October 13, 2021 by Jason Contant
The COVID-19 pandemic has affected a number of P&C insurance industry segments from auto to business interruption, and cargo theft is no exception.
Large events such as the pandemic will result in shifts to the methods and types of goods stolen by cargo thieves, said Scott Cornell, national practice leader, transportation, with Travelers’ inland marine division. In fact, Cornell reported, there has already been three shifts in cargo theft trends over roughly the past 15 years — from electronics, to food and beverage, to home goods (and then back to electronics).
Prior to the beginning of the recession in 2008, electronics was the number one selling stolen commodity in Canada, the United States, and South America, Cornell said in an interview with Canadian Underwriter Oct. 7.
“When you look at that, you see people had more money to buy what we would consider luxury items like electronics, so that’s what they were buying,” said Cornell, who has about 25 years’ experience in the transportation industry. “Anytime there’s downshift in the economy, you will see people react differently to what they’re going to spend their money on.
“We always say that in economic downturns people will concentrate on clothing themselves, feeding themselves and housing themselves,” Cornell said. “And the cardinal rule with cargo thieves is that they’re going to steal what they know they can sell. And so, they made that shift.”
By 2010, food and beverage took over the number one stolen item spot from electronics. “We know that [cargo thieves] initially made that change because of the economic reasons,” Cornell said. “But they continued with food and beverage, because they realized, ‘Hey, this is actually a really good commodity for us.’”
Food and beverage are harder to trace — “there’s no barcode on frozen chicken, there’s no serial number on a pistachio,” Cornell said — and the evidence is consumed.
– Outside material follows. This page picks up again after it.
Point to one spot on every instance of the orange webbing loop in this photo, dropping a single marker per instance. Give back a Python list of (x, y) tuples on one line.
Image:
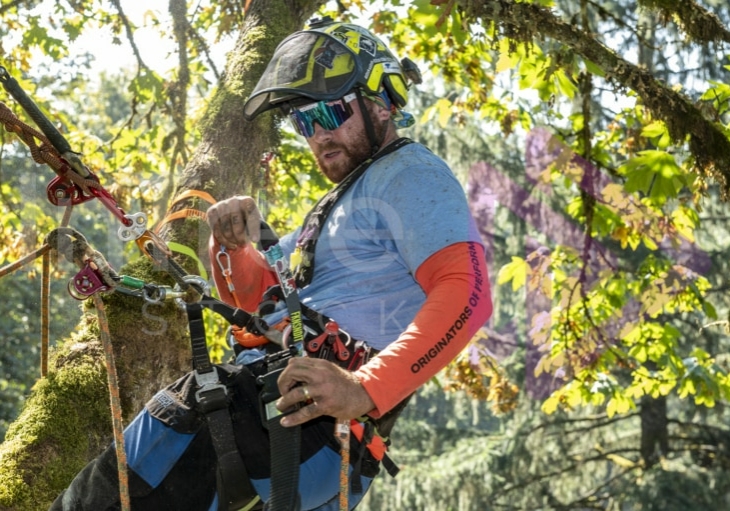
[(376, 446), (342, 433), (247, 339), (186, 213)]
And if it spoils, thieves can dump it. “So much more difficult to trace in every sense.”
Food and beverage remained in the number one spot until 2020, when the pandemic hit. With the resulting economic downturn, household goods such as cleaning supplies and sanitizers took the number one spot. There was also an increase in theft of building supplies like lumber, but “it just didn’t take over that number one spot,” Cornell said.
“Already in 2021, electronics has [re-taken] the number one spot.”
Why? There is a shortage in goods, including electronics, he said. “We’re talking about a supply chain that’s very busy right now, very congested.”
Cargo thieves are targeting those electronics, and food and beverage has moved back into the number two spot. “I do think long-term, we’ll see food and beverage go back to that number one spot as things level out,” Cornell predicted.
He recommends that clients focus on these top three categories — electronics, food and beverage, and home goods. Factors to consider include what are the processes and procedures when it comes to this cargo, what kind of security is used to secure those loads, and are they planning the routes?
In Canada and the United States (and in most places across the globe), cargo theft reporting is voluntary. “Reporting in Canada is generally very low,” Cornell added. “We could get a better grip on the trends, and the idea of the trends that are most relevant to Canada, if the reporting was more uniform across the board.”